Vanity Fair


Directed by: Mira Nair
Written by:Julian Fellowes, Matthew Faulk, Mark Skeet
Starring: Reese Witherspoon, James Purfoy, Jonathan Rhys Meyers, Romola Garai, Rhys Ifans, Bob Hoskins, Gabriel Byrne, Jim Broadbent
Released: September 30, 2004
Grade: B+

Vanity Fair is the tale of an innocent girl who is chewed up and spat out by a society in which wealth and power are the measure of success.  Well, she’s not completely innocent (depending on your interpretation).

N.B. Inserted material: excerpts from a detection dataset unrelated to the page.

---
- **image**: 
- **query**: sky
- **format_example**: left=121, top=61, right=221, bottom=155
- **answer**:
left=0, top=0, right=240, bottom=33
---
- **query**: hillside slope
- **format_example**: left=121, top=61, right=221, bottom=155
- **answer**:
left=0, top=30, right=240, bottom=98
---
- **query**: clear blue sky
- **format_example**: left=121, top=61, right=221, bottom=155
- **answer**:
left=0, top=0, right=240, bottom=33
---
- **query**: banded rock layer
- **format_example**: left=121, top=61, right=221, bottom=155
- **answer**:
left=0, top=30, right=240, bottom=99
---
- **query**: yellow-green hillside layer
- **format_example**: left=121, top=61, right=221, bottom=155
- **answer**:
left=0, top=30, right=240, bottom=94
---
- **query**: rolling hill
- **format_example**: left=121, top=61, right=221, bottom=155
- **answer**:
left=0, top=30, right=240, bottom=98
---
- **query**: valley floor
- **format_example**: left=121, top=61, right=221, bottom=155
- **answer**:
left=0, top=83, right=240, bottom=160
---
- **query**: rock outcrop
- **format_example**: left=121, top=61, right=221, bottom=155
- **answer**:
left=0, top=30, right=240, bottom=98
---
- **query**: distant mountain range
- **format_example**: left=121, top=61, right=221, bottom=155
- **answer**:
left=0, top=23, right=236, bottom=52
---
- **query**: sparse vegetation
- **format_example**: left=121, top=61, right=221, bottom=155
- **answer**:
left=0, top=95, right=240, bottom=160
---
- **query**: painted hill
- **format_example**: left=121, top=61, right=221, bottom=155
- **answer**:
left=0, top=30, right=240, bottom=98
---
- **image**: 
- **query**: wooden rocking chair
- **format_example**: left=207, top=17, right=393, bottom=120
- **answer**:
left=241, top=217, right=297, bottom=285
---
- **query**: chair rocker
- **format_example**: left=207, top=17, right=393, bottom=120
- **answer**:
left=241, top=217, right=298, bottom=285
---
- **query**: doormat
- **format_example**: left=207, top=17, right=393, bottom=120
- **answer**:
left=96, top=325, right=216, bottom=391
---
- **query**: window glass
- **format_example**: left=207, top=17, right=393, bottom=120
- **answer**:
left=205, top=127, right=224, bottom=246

Set around the turn of the 17th Century, Reese Witherspoon plays the title role of Becky Sharp.  Having spent her teenage years studying in an orphanage, Becky has finally graduated and found employment as a housemaid for Sir Pitt Crawley (Hoskins).  She’s a breath of fresh air in the household as Pitt struggles to maintain his finances whilst waiting for his wealthy sister to pass on and leave a large inheritance.

Becky is in search of love and finds it in one of Pitt’s sons, Rawdon (Purefoy).  Their marriage coincides with that of Becky’s best friend, Amelia (Garai) who herself has also joined a well-to-do family by marrying George Osborne (Rhys Meyers), the son of high profile businessman (Broadbent).  Their dreams of a privileged life have come to fruition but they will both soon learn of the problems that come with it.  They find heir husbands anything but perfect and their fast rise up the social ladder has spawned a wave of jealousy from other prominent females looking to make a mark.

I have not read the novel from author William Makepeace Thackeray but it must be fairly substantial judging from the detail and the number of storylines packed into the film’s 137 minutes.  A serious criticism I have is that Vanity Fair never gets into a steady rhythm.  We are continually switching between stories and some scenes appear rushed in an attempt to squeeze as much detail in as possible.  Why didn’t we see Becky’s marriage?  Why didn’t we see more of Rawdon’s gambling addiction?  What happened in that 12-year gap at the end of the film and why did all the characters still look the same?

No performer stands out but it’s nice to see Reese Witherspoon in a role more suited to her talent (as opposed to Legally Blonde 2).  It’s a strong performance without being spectacular.  The director of the flick is Indian-born Mira Nair (Monsoon Wedding) which might explain why a few scenes (adding no value whatsoever) were shot in India.

As I’ve mentioned before, I do enjoy period pieces and the eloquent dialogue and elaborate storyline has been well crafted.  Still, I expected more and it would appear Vanity Fair has fallen victim to the difficulty of condensing a massive novel into an endurable film.